A few days after the IMF report was released, IMF Managing Director Christine Lagarde said, in an NPR interview, that:

The United States needs to have a medium-term fiscal policy that is aiming at reducing the long-term debt. In the immediate short-term, there is no great risk of increase of that U.S. debt. Then in the short-term, some measures can be taken in order to sustain growth, in order to encourage growth by way of infrastructure investment, for instance. We also believe that investment in education and job stimulation by way of vocational training, for instance, would be helpful. But we are linking the two together. Medium-term policies have to be identified, articulated and agreed. And if that is the case, short-term fiscal measures can be put in place to encourage and support growth, such as investment and infrastructure.

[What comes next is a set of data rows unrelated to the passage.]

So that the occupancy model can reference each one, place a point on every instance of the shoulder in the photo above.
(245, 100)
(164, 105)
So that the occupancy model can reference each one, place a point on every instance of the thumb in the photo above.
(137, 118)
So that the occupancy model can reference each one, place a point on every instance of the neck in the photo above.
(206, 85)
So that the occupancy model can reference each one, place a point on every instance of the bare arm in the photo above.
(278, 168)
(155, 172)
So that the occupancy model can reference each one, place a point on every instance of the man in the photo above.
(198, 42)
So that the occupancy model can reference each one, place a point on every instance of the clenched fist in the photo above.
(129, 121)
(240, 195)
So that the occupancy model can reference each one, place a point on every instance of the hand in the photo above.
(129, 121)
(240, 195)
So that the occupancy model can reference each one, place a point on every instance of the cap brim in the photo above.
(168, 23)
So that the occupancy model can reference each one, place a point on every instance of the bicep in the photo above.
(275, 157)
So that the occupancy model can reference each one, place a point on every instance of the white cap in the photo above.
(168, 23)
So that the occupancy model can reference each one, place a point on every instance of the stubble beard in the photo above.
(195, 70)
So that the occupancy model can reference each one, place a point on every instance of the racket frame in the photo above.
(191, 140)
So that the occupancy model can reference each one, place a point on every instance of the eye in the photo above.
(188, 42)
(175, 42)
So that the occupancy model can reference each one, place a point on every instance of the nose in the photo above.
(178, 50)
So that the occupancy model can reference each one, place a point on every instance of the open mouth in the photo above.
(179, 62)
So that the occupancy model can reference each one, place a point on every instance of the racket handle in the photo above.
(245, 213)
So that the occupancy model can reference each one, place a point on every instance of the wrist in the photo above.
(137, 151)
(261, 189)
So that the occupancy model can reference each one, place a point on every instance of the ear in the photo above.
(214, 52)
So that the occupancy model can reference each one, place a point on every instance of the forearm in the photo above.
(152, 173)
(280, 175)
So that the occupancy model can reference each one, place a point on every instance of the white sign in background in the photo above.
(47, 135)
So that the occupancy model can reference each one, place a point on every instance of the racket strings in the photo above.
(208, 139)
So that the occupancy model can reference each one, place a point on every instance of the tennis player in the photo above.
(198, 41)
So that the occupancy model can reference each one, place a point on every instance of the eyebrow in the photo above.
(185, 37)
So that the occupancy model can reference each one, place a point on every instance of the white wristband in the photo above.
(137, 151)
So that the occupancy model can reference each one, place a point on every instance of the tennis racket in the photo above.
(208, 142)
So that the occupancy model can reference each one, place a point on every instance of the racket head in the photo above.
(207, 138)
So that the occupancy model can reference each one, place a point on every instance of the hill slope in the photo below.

Lagarde's position is not that fiscal consolidation should be traded off for more infrastructure and the associated short-term benefits; it is not an either-or decision. Lagarde is clearly saying that while additional public spending and investment should be undertaken based on its own merits, pursuing those shorter-term policy opportunities does not negate the need for dealing with the medium-and longer-term fiscal situation.

That position makes sense in the short term and in the long term; it addresses the economy's needs now and in the future. In contrast, the public interpretation of the recent IMF study conflates fiscal consolidation issues and public capital issues and hence frames fiscal policy questions in a straightjacket that makes it impossible to discuss the issue clearly. In addition, the study makes assumptions about the benefit of debt reduction and infrastructure that literally guarantee their outcomes but are not particularly realistic.

Ultimately, the new IMF study generates the conclusion that if a country has public capital projects with benefits that exceed market returns and costs that equal market returns, it should make those investments. This is not a controversial idea. But it does not say anything that resolves the real-world debate about the appropriate timing and extent of debt reduction.

William Gale is a Senior Fellow at the Brookings Institution, and Co-Director of its Tax Policy Center.  Diane Lim is Vice President, Economic Research at the Committee for Economic Development of The Conference Board.